40 years and over 700 Saturday nights later, the witty sketch-based comedy show remains true to its original intent: to make people laugh. This reunion show was a nostalgic look back at the program that spawned countless movies, helped turn unknown comedians into icons, and sparked catch phrases that became a part of the country’s lexicon.
As can be expected, the three and a half hour program featured many fun moments. Among the most memorable highlights were Bradley Cooper and Betty’s White unexpected kiss, Maya Rudolph’s spot-on impression of Beyonce, and Jerry Seinfeld’s Q&A with the audience. Another great moment from the show was a digital short that featured past SNL favorites Andy Samberg and Adam Sandler. Blatantly stealing the melody from Tina Turner’s “Simply The Best”, Samberg and Sandler performed a song they titled “That’s When You Break”, which paid tribute to the moments where performers break character and cannot help but laugh during while live on air. This satirical humor is typical of SNL and was a catchy addition to the show.
One of SNL’s strengths has been how it pairs two gifted people whose talent gets even stronger when they feed off each other. Examples have ranged from Aykroyd and Belushi to Fallon and Timberlake. Arguably, the most entertaining moment of the night was the latter’s compilation of catch phrases from SNL’s history. Fallon and Timberlake referenced everything from the Californians to the infamous “It Needs More Cowbell” sketch.  As always, they did not let viewers down and proved that they are a dynamic duo. “I’ve never watched SNL before, but I thought the episode was funny,” said senior Rachel Freeman. “I enjoyed watching [Fallon and Timberlake’s] rap because it was comical and well done.”
Because many sketches were repetitions of ones that have been popular over the years, the audience felt a sense of familiarity. Although some of the more recent skits were known to all, some of the references probably went over the heads of younger fans, such as Bill Murray’s comment about Generalissimo Francisco Franco still being dead. Fortunately, most sketches such as Weekend Update have been so consistent over the years that all viewers recognized its humor. This particular part of the show has been included in Saturday night since the beginning and has featured 43 hosts. Three of the more popular hosts, Tina Fey, Amy Poehler and Jane Curtin, provided a humourous look at the history of this sketch.
In veteran SNL host Steve Martin’s monologue, he stated, “Tonight is like an enormous high school reunion.” A high school reunion, but one that spans 40 years of classes. Simply looking at the audience is almost as entertaining as the show. The crowd included former cast members, hosts, and other guest stars and spanned entire generations of the entertainment industry. One of the funniest sketches was the perennial favorite satire of Jeopardy. Cast members provided spot on impersonations of celebrities such as Sean Connery, Justin Bieber, and Tony Bennett. The varying ages of the impersonated celebrities would appeal to viewers at different ages of the generational spectrum.

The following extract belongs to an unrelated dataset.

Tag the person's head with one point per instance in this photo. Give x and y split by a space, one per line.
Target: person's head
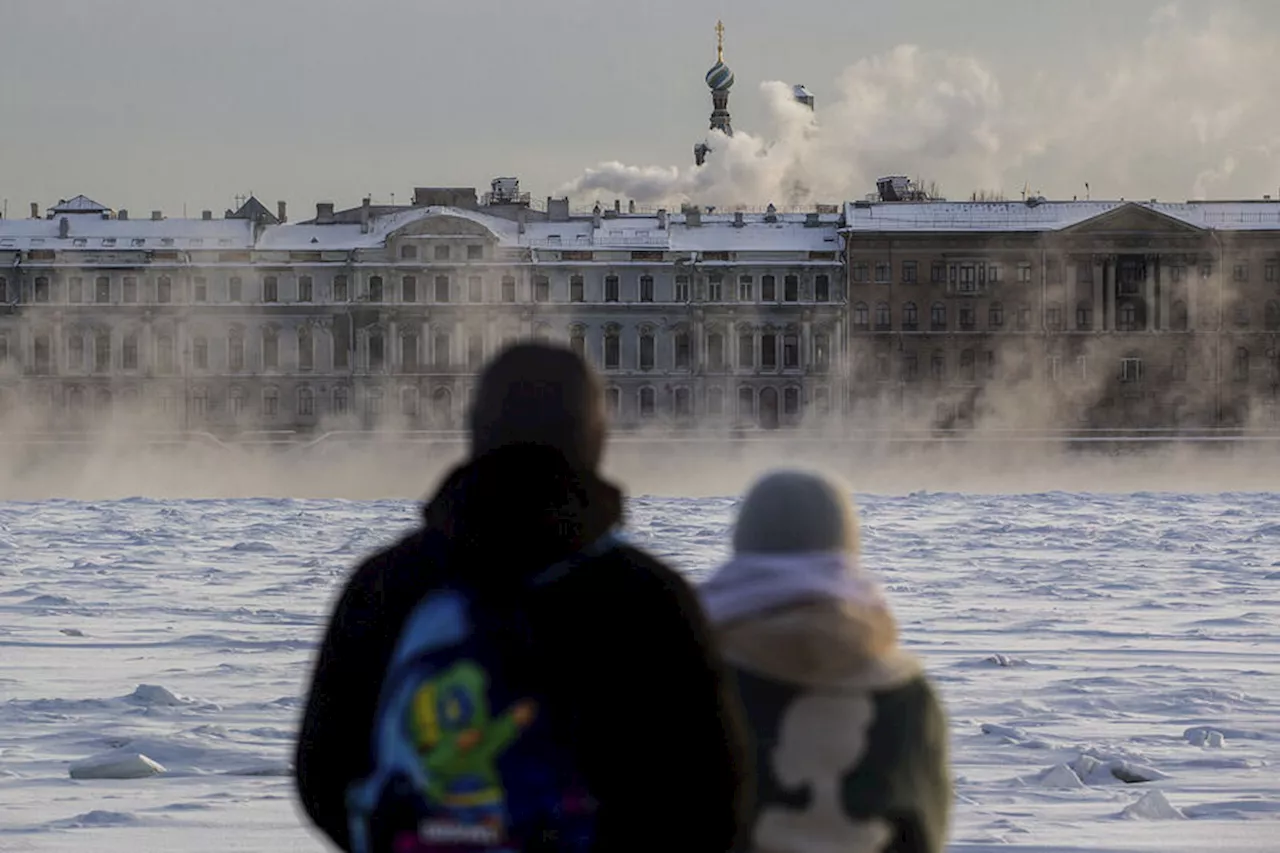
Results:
795 511
540 393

While some sketches were a bit too long and some fell flat, the audience appreciated re-living many of the show’s most famous characters and skits. The appearances of SNL alumni such as Chevy Chase and Eddie Murphy did not live up to expectations, but the audience seemed to enjoy their participation after their long absences from the show. Additionally, three and a half hours, the show was too lengthy and could have been streamlined in order to avoid losing momentum.

Ultimately, this was the kind of show that comes along once in a lifetime and was well worth watching. It truly reminded viewers that no matter how tired they are on a Saturday night, SNL is always worth fighting to stay awake for.